State Rep. Kathy Schmaltz on Wednesday voted to approve a significant state investment that will bring a new Ford electric vehicle battery plant to Marshall.
Schmaltz, of Jackson, said the project will create 2,500 jobs that are located just a short drive away from her community.
“Well-paying jobs like these are in high demand in our community,” Schmaltz said. “The positions created by this project will range in salary from about $42,000 to $104,000 a year. Even the lowest-paid workers at this facility will earn a rate that’s nearly double what many people in the Jackson area make in a year.”
The 2020 median income level for individuals in Jackson was $23,435, according to the U.S. Census Bureau. The median household income was just $37,192 that same year.
According to the Michigan Economic Development Corporation, nearly $30 billion in new personal income is expected to be generated by the direct, indirect, and induced jobs that the Ford battery plant will create over the next 20 years.
Earlier this month, the Michigan Strategic Fund approved using $210 million from the state’s Strategic Outreach and Attraction Reserve (SOAR) fund to help secure the project. In addition to the SOAR funding, the Michigan Strategic Fund approved a Renaissance Zone property tax break for the project worth about $772 million over a 15-year period.
On Wednesday, Schmaltz and the Michigan House approved House Bill 4016, which includes an additional $800 million for site development, including investments in road improvements, the fiber optics network, water and wastewater infrastructure, and more.
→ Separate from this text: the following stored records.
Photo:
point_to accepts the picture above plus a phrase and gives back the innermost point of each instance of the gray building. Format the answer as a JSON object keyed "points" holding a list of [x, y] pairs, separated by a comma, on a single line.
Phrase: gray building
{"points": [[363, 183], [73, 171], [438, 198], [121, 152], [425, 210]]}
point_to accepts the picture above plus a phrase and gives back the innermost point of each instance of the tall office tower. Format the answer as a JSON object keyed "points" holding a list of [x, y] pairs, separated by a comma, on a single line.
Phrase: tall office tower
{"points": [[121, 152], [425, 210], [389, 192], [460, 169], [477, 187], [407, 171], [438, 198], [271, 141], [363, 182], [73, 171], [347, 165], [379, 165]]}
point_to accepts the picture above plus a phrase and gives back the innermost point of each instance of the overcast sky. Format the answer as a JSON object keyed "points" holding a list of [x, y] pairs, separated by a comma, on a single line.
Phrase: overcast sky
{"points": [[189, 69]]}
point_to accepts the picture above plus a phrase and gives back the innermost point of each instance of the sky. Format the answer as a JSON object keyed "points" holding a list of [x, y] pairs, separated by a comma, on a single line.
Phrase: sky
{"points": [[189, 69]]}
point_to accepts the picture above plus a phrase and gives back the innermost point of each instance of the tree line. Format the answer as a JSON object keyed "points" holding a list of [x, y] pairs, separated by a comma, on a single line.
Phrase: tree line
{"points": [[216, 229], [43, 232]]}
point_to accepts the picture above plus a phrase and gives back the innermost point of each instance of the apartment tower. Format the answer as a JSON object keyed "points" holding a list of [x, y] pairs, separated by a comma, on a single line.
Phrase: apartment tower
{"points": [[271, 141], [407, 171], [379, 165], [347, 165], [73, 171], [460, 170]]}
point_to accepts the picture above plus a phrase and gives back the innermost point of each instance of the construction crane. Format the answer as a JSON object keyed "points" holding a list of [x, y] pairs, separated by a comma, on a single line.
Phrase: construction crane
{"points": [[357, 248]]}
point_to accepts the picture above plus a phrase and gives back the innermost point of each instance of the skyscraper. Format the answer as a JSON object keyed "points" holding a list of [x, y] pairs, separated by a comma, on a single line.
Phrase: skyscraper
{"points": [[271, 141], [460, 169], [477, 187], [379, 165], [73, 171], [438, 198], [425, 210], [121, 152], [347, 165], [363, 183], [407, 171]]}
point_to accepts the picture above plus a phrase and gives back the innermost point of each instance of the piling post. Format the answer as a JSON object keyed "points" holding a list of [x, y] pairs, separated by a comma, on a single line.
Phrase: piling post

“Infrastructure investments like these are key to not only landing Ford, but other large manufacturers as well,” Schmaltz said. “I’m hopeful that this will be just the first of many new employers who choose to invest in our region, and that the ripple effects of these investments will be felt by small businesses nearby.”
Schmaltz noted that safeguards are in place to protect public tax dollars spent on all SOAR projects and ensure a good return on investment. SOAR funding is only distributed once companies meet agreed-upon milestones. Provisions also allow the state to collect repayment if commitments are not honored.
“I will keep a close eye on this project to hold everyone accountable,” Schmaltz said. “I don’t want a single taxpayer dollar to go to waste.”